For drivers of minibusses, it is free, they pay ATP for a waybill, each working day costs 300 rubles (approx. 4 dollars).
As for the parameters that the transport must comply with, they are not checked in the ATP. The management of a motor transport company is only interested in the availability of technical inspection. “If the car is not in order, how will the driver receive the document? There’s no way!”, says Leonid Shulumba.
But as you can see, at the service station, the primary task is to replenish the budget, and not release a car that meets the parameters of public transport on the highway.
According to Abkhazia’s regulation on consumer supervision, there are no clear indications of what should be in a minibus. This gap is used by drivers “collecting” a minibus with plastic windows.
“We can check public transport for compliance with sanitary regulations during a pandemic, we can check whether the tariffs for transportation meet those established by the Cabinet of Ministers. We do not check anything else, we do not have it written in the regulations”, says Georgy Tarba, head of the consumer supervision department of the State Committee for Standards.
“Drivers are a state within a state. They live by their own laws when they want – they raise prices, if they want – they drive with broken doors”, says the trolleybus driver, who did not give his name, so as not to incur the wrath of colleagues. “They are not competitors to us, we have a different audience. Those who travel in trolleybuses do not take minibusses. And not always because we are “rogue” transport. Many people like that we are spacious and that they have air to breathe here. It is more convenient for pensioners and mothers with children”.
According to the trolleybus driver, minibus drivers are considered the most aggressive and wayward in their environment. “Even their driving style, look how impudent they are. They are more or less alright in the city, but on the highway, between cities, they are not ashamed of anyone or anything at all”, says the trolleybus driver.
Slower but safer
Many tourists, those who are not on vacation in Abkhazia for the first time, are afraid to travel between cities by fixed-route taxis and prefer slower buses.

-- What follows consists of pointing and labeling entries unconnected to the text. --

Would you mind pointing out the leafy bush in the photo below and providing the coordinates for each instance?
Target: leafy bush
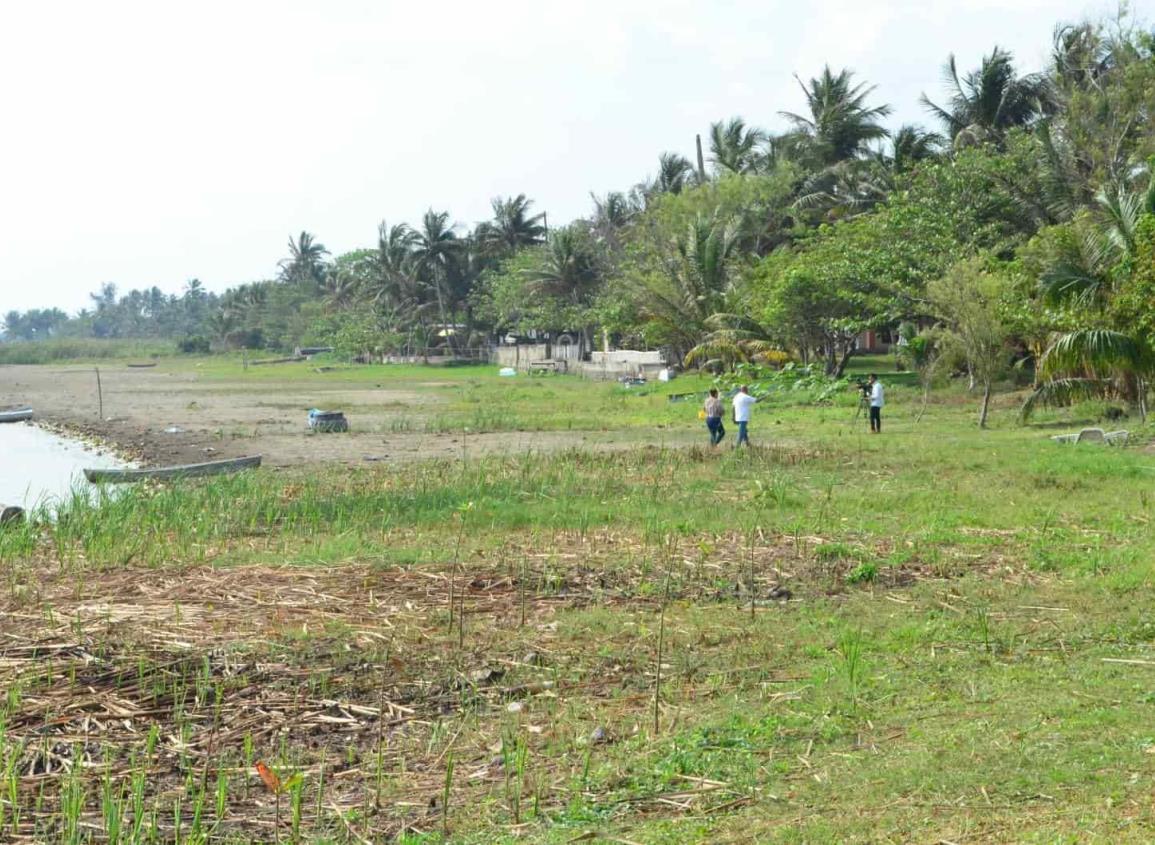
(810, 384)
(193, 345)
(80, 349)
(863, 574)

“My husband and I took your minibus twice”, says Valentina Shcherbakova from the Russian city of Yekaterinburg. “The first time from the border to Sukhum, and the second time from Sukhum to Athos. We have endured such fear, I don’t want to experience it ever again. At high speed, the driver flew past the cows, spread out right in the middle of the road, and with such bends. Maybe young people like it, but I have lived without accidents for 50 years, and I also would like to live a little longer. Therefore, we went back to the border by bus, ancient Ikarus, which was smelly, but calm. And this year, we immediately went for the bus, no more minibusses in Abkhazia”.
It turns out that in the field of public transport everyone is for themselves. The driver has their own interests – to spend less and earn more, the passenger – to choose slow but relatively safe transport or one with a breeze, but without air conditioning and now with a smell of exhaust in the cabin, to get to their destination.